Sounds corpora analyses
We analyzed audio recordings from three corpora of naturalistic sounds: speech, music and environmental sounds.
The speech corpus contains 17 different languages retrieved from ‘www.faithcomesbyhearing.com’(opens in new window). They consist of various verses of the New Testament from the Bible in Arabic, English, Spanish, Basque, Finnish, French, Hindi, Armenian, Japanese, Korean, Dutch, Russian, Swedish, Tamil, Thai, Vietnamese and Chinese mandarin. We selected the specific versions of the recordings which did not contain any sound effects but only plain speech. We then selected the 50 % of audio recordings with the highest signal-to-noise ratio, per language.
The music corpus comes from the “GTZAN Dataset - Music Genre Classification”; “the MNIST of sounds”, a collection of 10 musical genres comprising blues, classical, country, disco, hiphop, jazz, metal, pop, reggae, and rock. Each genre contains 100 audio files, each with a length of 30 seconds, sampled at 22.05 kHz. To obtain datasets by genre comparable in size to those used for speech, we retained the 95% of stimuli with the highest signal-to-noise ratio in each genre.
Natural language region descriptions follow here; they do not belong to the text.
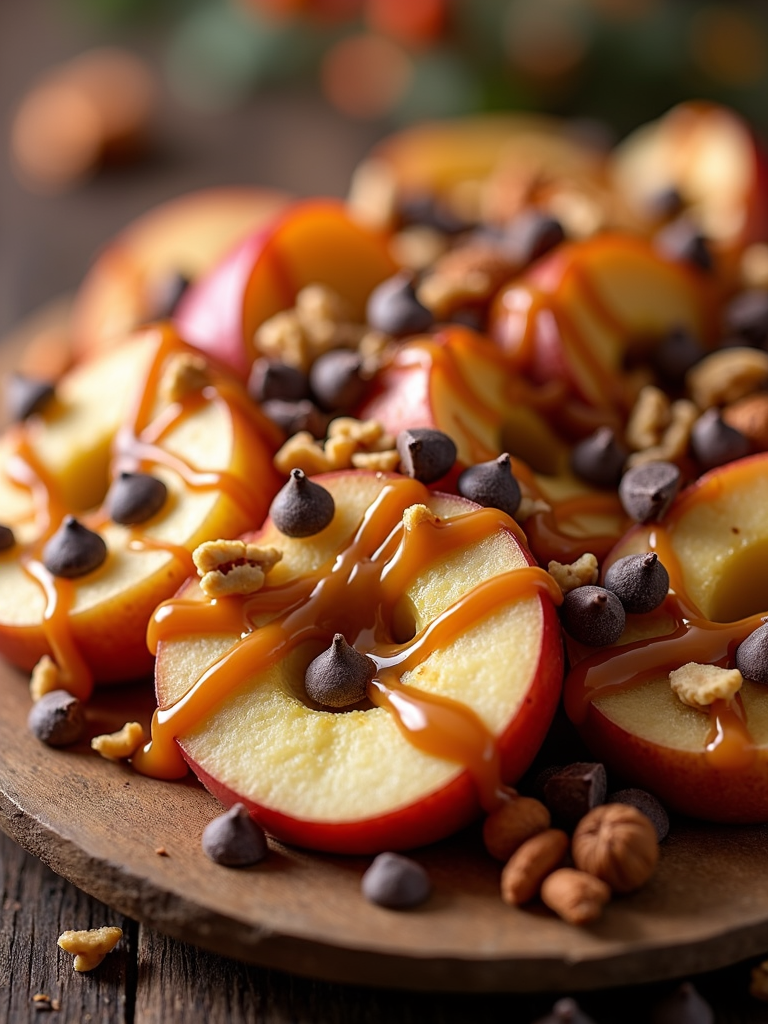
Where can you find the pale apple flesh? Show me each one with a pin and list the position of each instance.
(353, 781)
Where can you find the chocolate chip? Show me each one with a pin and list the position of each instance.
(395, 882)
(339, 676)
(393, 308)
(647, 492)
(752, 655)
(492, 484)
(682, 241)
(336, 381)
(574, 791)
(57, 719)
(74, 550)
(27, 395)
(425, 455)
(599, 459)
(647, 804)
(270, 379)
(593, 615)
(135, 498)
(640, 582)
(301, 508)
(684, 1006)
(714, 442)
(233, 839)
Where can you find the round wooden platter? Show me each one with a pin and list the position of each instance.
(101, 826)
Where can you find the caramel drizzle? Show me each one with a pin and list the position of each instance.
(355, 593)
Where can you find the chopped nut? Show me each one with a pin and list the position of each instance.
(582, 572)
(699, 685)
(726, 376)
(124, 743)
(45, 678)
(89, 947)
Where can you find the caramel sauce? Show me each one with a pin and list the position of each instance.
(355, 593)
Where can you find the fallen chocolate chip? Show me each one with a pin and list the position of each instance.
(647, 804)
(395, 882)
(135, 498)
(57, 719)
(336, 381)
(74, 550)
(752, 655)
(339, 676)
(301, 508)
(684, 1006)
(714, 442)
(270, 379)
(492, 484)
(593, 615)
(233, 839)
(426, 455)
(576, 790)
(393, 308)
(27, 395)
(647, 492)
(640, 582)
(599, 459)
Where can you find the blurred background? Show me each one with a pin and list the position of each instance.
(291, 94)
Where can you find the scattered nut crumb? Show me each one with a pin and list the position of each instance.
(89, 947)
(699, 685)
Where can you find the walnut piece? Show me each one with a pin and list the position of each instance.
(616, 843)
(89, 947)
(699, 685)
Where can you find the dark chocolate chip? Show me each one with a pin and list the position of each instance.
(27, 395)
(233, 839)
(574, 791)
(682, 241)
(270, 379)
(647, 492)
(752, 655)
(714, 442)
(599, 459)
(492, 484)
(647, 804)
(135, 498)
(336, 380)
(393, 308)
(295, 416)
(425, 455)
(684, 1006)
(339, 676)
(74, 550)
(395, 882)
(593, 615)
(301, 508)
(640, 582)
(57, 719)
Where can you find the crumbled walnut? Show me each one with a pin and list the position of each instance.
(699, 685)
(582, 572)
(232, 566)
(120, 744)
(89, 947)
(45, 678)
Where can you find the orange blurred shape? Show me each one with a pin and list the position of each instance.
(415, 23)
(366, 76)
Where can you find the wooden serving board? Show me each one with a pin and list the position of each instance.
(100, 825)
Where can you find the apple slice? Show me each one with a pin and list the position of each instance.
(186, 236)
(211, 449)
(714, 542)
(464, 633)
(314, 242)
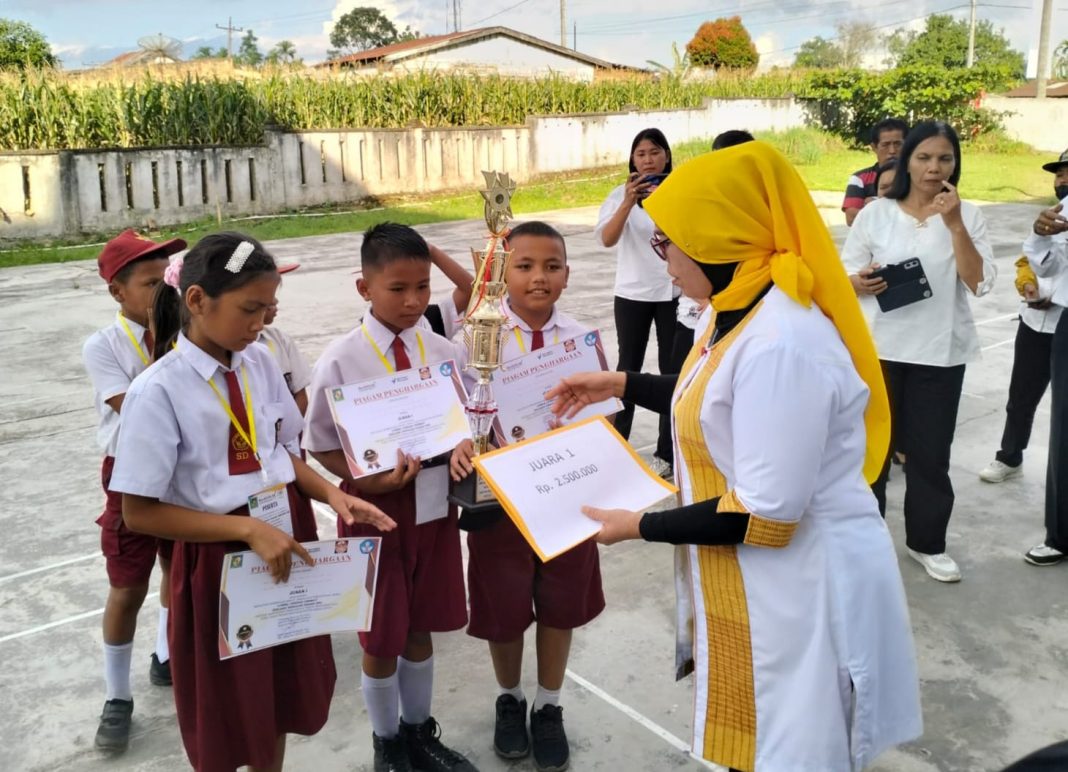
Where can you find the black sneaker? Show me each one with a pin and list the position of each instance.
(159, 673)
(426, 751)
(391, 754)
(113, 734)
(551, 753)
(511, 739)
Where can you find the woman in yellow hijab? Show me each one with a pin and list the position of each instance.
(791, 610)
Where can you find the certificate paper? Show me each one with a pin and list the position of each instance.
(419, 411)
(335, 595)
(545, 482)
(519, 387)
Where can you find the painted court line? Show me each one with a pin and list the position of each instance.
(30, 571)
(58, 623)
(644, 721)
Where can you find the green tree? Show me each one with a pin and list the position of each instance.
(21, 46)
(364, 28)
(818, 53)
(283, 52)
(943, 43)
(723, 43)
(248, 52)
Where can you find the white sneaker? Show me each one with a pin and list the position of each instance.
(662, 468)
(941, 567)
(999, 472)
(1043, 555)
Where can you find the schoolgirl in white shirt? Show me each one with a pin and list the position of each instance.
(189, 458)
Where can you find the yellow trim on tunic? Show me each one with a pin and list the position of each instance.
(731, 708)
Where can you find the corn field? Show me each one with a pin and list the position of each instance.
(48, 110)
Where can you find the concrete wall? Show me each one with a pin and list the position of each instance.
(65, 193)
(1040, 123)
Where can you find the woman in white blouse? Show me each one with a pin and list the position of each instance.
(644, 293)
(924, 346)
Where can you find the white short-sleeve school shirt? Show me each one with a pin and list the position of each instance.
(295, 367)
(112, 363)
(174, 440)
(940, 330)
(640, 273)
(517, 341)
(358, 356)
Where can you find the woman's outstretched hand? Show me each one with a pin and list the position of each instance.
(616, 524)
(577, 391)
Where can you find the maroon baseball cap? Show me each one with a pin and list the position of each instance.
(127, 247)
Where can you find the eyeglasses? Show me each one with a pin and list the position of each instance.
(659, 246)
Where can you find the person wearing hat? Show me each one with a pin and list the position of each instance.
(132, 266)
(791, 609)
(1031, 359)
(1047, 252)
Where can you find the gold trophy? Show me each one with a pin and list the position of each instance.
(484, 325)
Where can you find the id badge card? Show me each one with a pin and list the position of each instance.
(271, 505)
The corpus of environmental sounds comes from the “Making Sense of Sound” classification challenge, containing a broad range of sounds from everyday life. This corpus is originally composed of 5 categories: Nature, Human, Music, Effects and Urban, with 300 sounds in each category. We removed the Music and Human groups to focus only on environmental sounds, and analyzed the 900 remaining sounds. All samples were 5 second long, sampled at 44.1 kHz, and peak-normalized. To obtain datasets by category comparable in size to those used for speech and music, we retained the 95% of stimuli with the highest signal-to-noise ratio in each category.
The audios of each corpora were converted from multi to single channel and resampled to 16 kHz. Each file was then cut into a 3-second long segment and the power spectrum of both the acoustic amplitude envelope and the spectral flux were extracted (similarly to above, see ‘Audio features extraction’; 1-50 Hz, linear scale, 1 Hz resolution). To alleviate the effect of the 1/f trend present in the power spectrum and ease the peak detection procedure, each modulation value was multiplied by 0.85 times the square root of the frequency at which it was estimated.